A's mother suffered from recurrent high blood pressure throughout her pregnancy. Late in the evening of the day prior to delivery she noticed reduced fetal movements. Despite telephone re-assurance to the contrary, she attended hospital the following morning. A CTG trace which measures a baby's heart rate and a mother's contractions, was started once she arrived in hospital and was immediately very concerning as it revealed very little variability and no accelerations. Despite arriving at hospital at 10:50, baby A was not born, via Caesarean Section until 13:28. He required resuscitation and a heartbeat was not established for 5 minutes.
Expert evidence was obtained from experts in the fields of midwifery and obstetrics. The advice from the first obstetric expert instructed was negative but a second expert was instructed who was supportive of a claim. It was felt that whilst the hospital had to ensure that A's mother's blood pressure was stable prior to delivery being achieved, it was alleged on A's behalf that there were unacceptable delays in delivering him, and that delivery should have been achieved by around 12:20, a saving of just over an hour. Further expert evidence was obtained from an expert neuroradiologist, who reviewed the MRI scans of A's head and confirmed that it was his opinion that the damage to A was sustained at some point prior to and close to his delivery.

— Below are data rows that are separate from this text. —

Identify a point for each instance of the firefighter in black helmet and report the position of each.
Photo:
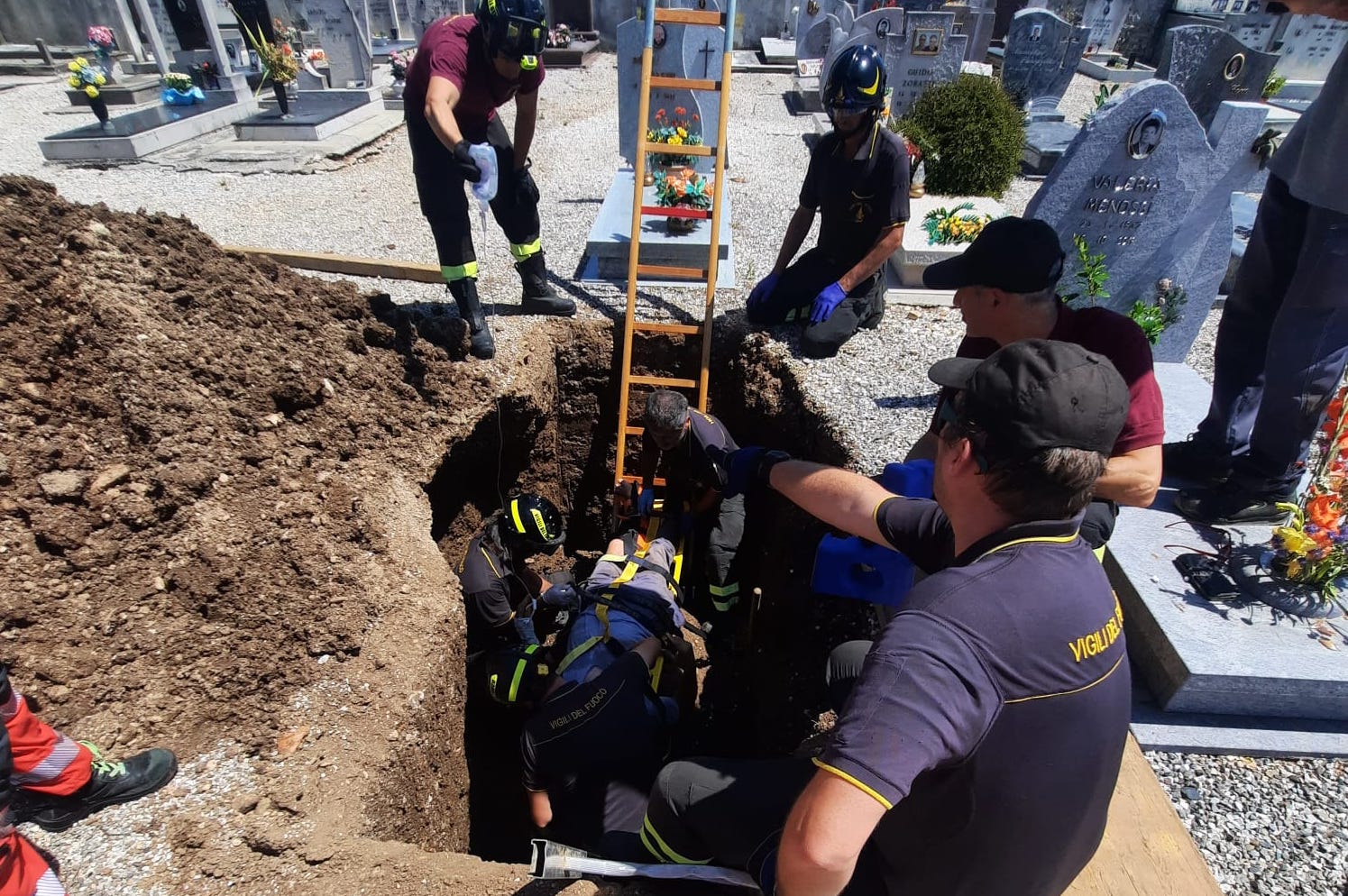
(859, 182)
(464, 69)
(500, 590)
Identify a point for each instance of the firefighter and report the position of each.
(467, 68)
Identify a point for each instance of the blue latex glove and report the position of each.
(561, 596)
(763, 290)
(646, 501)
(827, 302)
(748, 468)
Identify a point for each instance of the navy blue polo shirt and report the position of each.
(990, 718)
(857, 198)
(596, 749)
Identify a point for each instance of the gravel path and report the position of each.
(1266, 827)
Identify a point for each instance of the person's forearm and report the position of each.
(443, 122)
(879, 253)
(794, 237)
(840, 498)
(1132, 480)
(525, 125)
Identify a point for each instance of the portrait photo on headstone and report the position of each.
(926, 42)
(1145, 136)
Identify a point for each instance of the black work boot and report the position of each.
(480, 343)
(109, 783)
(539, 297)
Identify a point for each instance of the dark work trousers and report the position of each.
(794, 294)
(1282, 343)
(444, 198)
(731, 813)
(723, 542)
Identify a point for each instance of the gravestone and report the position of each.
(1310, 45)
(813, 13)
(1146, 187)
(928, 54)
(1105, 19)
(1041, 56)
(681, 51)
(1255, 30)
(344, 40)
(1211, 66)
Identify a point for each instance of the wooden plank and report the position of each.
(664, 381)
(1146, 849)
(351, 266)
(651, 326)
(686, 84)
(691, 16)
(672, 271)
(666, 149)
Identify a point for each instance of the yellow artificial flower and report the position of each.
(1294, 541)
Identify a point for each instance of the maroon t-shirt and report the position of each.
(1122, 341)
(454, 49)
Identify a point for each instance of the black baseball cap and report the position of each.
(1015, 255)
(1038, 394)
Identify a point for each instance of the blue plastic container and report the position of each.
(865, 571)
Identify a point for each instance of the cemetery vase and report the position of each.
(681, 225)
(282, 100)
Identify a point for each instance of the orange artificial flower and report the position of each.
(1324, 511)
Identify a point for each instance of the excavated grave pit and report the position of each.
(234, 498)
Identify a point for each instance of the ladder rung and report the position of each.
(670, 271)
(685, 84)
(688, 329)
(691, 16)
(665, 149)
(675, 212)
(664, 380)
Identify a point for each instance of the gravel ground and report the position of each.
(1266, 827)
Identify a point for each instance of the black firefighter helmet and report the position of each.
(857, 82)
(517, 674)
(536, 522)
(514, 29)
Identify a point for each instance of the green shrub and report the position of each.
(971, 135)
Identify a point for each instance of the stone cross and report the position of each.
(1041, 57)
(1211, 66)
(1146, 187)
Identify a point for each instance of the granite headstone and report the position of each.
(1105, 19)
(1310, 45)
(681, 50)
(344, 41)
(1146, 187)
(1211, 66)
(929, 54)
(1042, 51)
(811, 14)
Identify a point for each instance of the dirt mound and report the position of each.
(210, 495)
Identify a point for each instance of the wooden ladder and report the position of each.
(716, 150)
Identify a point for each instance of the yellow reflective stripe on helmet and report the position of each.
(523, 251)
(665, 852)
(452, 272)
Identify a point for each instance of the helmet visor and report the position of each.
(523, 40)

It was therefore necessary to prove when the damage to A was sustained and experts in the fields of neonatology and paediatric neurology were instructed. Two negative reports were received from separate paediatric neurologists before a third expert, along with the neonatologist instructed, agreed that had A been born at or around 12:20 he would have had a much better outcome, potentially avoiding all, if not a substantial amount of the damage that was sustained.
After spending over 7 years in investigating the case and finding experts that were able to support the claim, Court proceedings were issued in February 2015. Liability was strenuously denied by the hospital who throughout the claim denied that there was a delay in A's delivery, and even if he had been delivered earlier, A would have ended up with the same injuries. They argued that the damage to his brain had commenced in the period prior to his mother's admission to hospital, and in particular from before she noticed reduced fetal movements. Whilst the hospital admitted that the damaging event would have continued until A was resuscitated, they claimed that any damage that took place following admission to hospital was inconsequential.
Expert reports were exchanged with the hospital and following expert meetings a settlement meeting took place in October 2016, at which a 50/50 split on liability was agreed. The terms of the agreement were approved at an infant approval hearing at the Royal Courts of Justice in November 2016. An interim payment of £200,000 has now been awarded to A and his claim will now be quantified with assistance from a number of experts and a case manager to ensure that he receives the best possible treatment.
Following the settlement being approved by the Court, A's parents commented:
"Mark Bowman and his team have been brilliant and worked tirelessly on our son’s case. Mark explained every step and his attention to detail is excellent. At all times we felt as though we had the best team possible fighting for our son and supporting us. We knew this would be a long and complex process during which no stone was left unturned. Whilst nothing can change what has happened securing our son’s future means we can finally focus our attention on being parents first and foremost . Our heartfelt thanks go to Mark Bowman, Lizanne Gumbel and Henry Witcomb."